My Complaints | Christopher George

July 8, 2020
My Complaints | Christopher George

         My first instinct nearly always is to complain. I’m good at it the way people are good at things they work at a lot, a practiced malcontent. One of my favorite songs is “Unsatisfied” by The Replacements, and my love of it is mostly down to Paul Westerberg just wailing “I’m so, I’m so unsatisfied” over and over again at the end. It’s a great tune if your default emotion is somewhere close to dead center between indignation and melancholy.

         You might expect then that this would be a fruitful time for me, watching along with the rest of humanity as we all flail, rudderless and leaderless in the grip of a global pandemic, anxiously refreshing my Twitter feed every five minutes to stay on top of which end times tribulation we’ll be dealing with next. You wouldn’t be wrong, but as the months have slipped by, something has become abundantly clear to me. I have absolutely nothing worth complaining about.

         It’s not that I don’t have complaints. I’ve got loads. I haven’t been to the gym since March, so I started running more often to make up for it, which left me with hip bursitis, which still hasn’t healed enough to start running again. I miss going out for drinks and being annoyed by small talk with acquaintances. The apartment I share with my partner is small and spending so much time in it makes it seem smaller. My job is stressful because I work in local government communications and that’s not a very fun field to be in right now.

         But then there’s that Twitter feed, with its posts about a coming tidal wave of evictions, about a six-figure death toll and a COVID-19 surge that could hit 100,000 new cases per day, about the highest unemployment rate since the Great Depression. Set against that background are horrifying videos and stories of racial injustice and murder of Black people that further unmask the systemic violence and dehumanization that have underpinned our society from its beginnings. The foundational rot at the heart of America is exposed again for everyone with the willingness to see it, and this time it sits alongside the aptly named novel coronavirus, with all the new societal fractures its spread creates.

         Even if I wasn’t a news-obsessed politico who checks headlines within 30 seconds of waking up every morning, I’d like to think I’m savvy enough to read the room right now and figure out that it’s probably not the time for a middle class white guy to spend a lot of effort detailing his personal little life annoyances. 

         I’m not one of the millions of people without a job. I’m not going to be evicted. I don’t worry about being murdered because I went for a run in the wrong place. I will be okay, and lots of people are not okay and won’t be. Even if I end up getting sick, that will in all likelihood still be true. 

         Everything about my personal experiences since March drives home a central point of my existence, that I and other people like me are shielded from the worst effects of pretty much every kind of major crisis that the world can throw at humanity. That doesn’t mean bad things can’t happen to me or that privileged people aren’t dying in this pandemic too. It just means that understanding your place in the pandemic can tell you a lot about your place in the world. COVID-19 reveals—like every other crisis before it—the disconnect between American ideals and the lives of actual Americans.

         What I hope I’ve learned in the face of that reality is that I should listen a lot more than I talk and that I should be kind even when I don’t want to be. I fail at both often, but I think it’s important to keep trying. I’ve had reinforced the knowledge that I should always pay attention to the current struggles of people I don’t know, who do not look like me, people who, right now, are not experiencing this pandemic the way I am. 

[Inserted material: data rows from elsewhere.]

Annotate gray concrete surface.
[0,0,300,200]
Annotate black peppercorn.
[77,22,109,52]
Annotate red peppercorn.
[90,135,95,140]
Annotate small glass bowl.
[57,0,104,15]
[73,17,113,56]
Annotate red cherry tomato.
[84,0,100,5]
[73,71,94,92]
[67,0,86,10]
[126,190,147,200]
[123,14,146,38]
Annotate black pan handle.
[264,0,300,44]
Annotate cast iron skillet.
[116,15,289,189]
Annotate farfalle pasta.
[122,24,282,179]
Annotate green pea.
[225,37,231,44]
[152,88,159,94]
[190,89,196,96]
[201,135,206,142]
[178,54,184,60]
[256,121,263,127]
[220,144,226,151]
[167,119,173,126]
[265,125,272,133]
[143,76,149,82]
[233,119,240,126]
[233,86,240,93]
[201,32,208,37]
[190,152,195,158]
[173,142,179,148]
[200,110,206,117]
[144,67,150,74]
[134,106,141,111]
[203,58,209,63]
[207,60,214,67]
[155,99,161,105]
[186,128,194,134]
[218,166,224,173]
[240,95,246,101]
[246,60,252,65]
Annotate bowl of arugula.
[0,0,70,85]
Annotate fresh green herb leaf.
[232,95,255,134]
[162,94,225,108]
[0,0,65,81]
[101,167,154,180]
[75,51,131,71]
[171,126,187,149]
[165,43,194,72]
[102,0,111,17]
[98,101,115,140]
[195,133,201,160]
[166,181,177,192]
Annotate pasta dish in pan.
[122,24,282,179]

         I’ve also come to understand that if we don’t make something from this—if we don’t find ways to help alleviate the acute inequities we see on display in the midst of this pandemic and also begin to finally reckon with the chronic inequities that set the stage for it in the first place—all of it will have been for nothing.

         I don’t know what that full reckoning looks like exactly, and I don’t think we have to know yet, but the process must begin now. COVID-19 is a mindless virus without an agenda, but the pandemic it created carves a swath through our conceits about American exceptionalism and holds up a mirror to show us who we really are. What we do in response to the image we see matters a lot more than my hip bursitis or people’s canceled vacations or entitled grievances about face mask ordinances. 

         If we thoughtlessly go back to a world where my personal complaints during our collective worst times are embarrassingly small and not worth mentioning—where from the comfort of my couch I read about horrors I’m shielded from by design—then we will have missed the moment to begin the enormous, generational work of reimagining that world. That would be a far greater disaster than anything a virus alone could ever cause.
 

Christopher George is a Spartanburg native and is Communications and Marketing Manager for the City of Spartanburg. He lives downtown with his partner Kate and their adorable cowdog Holstein.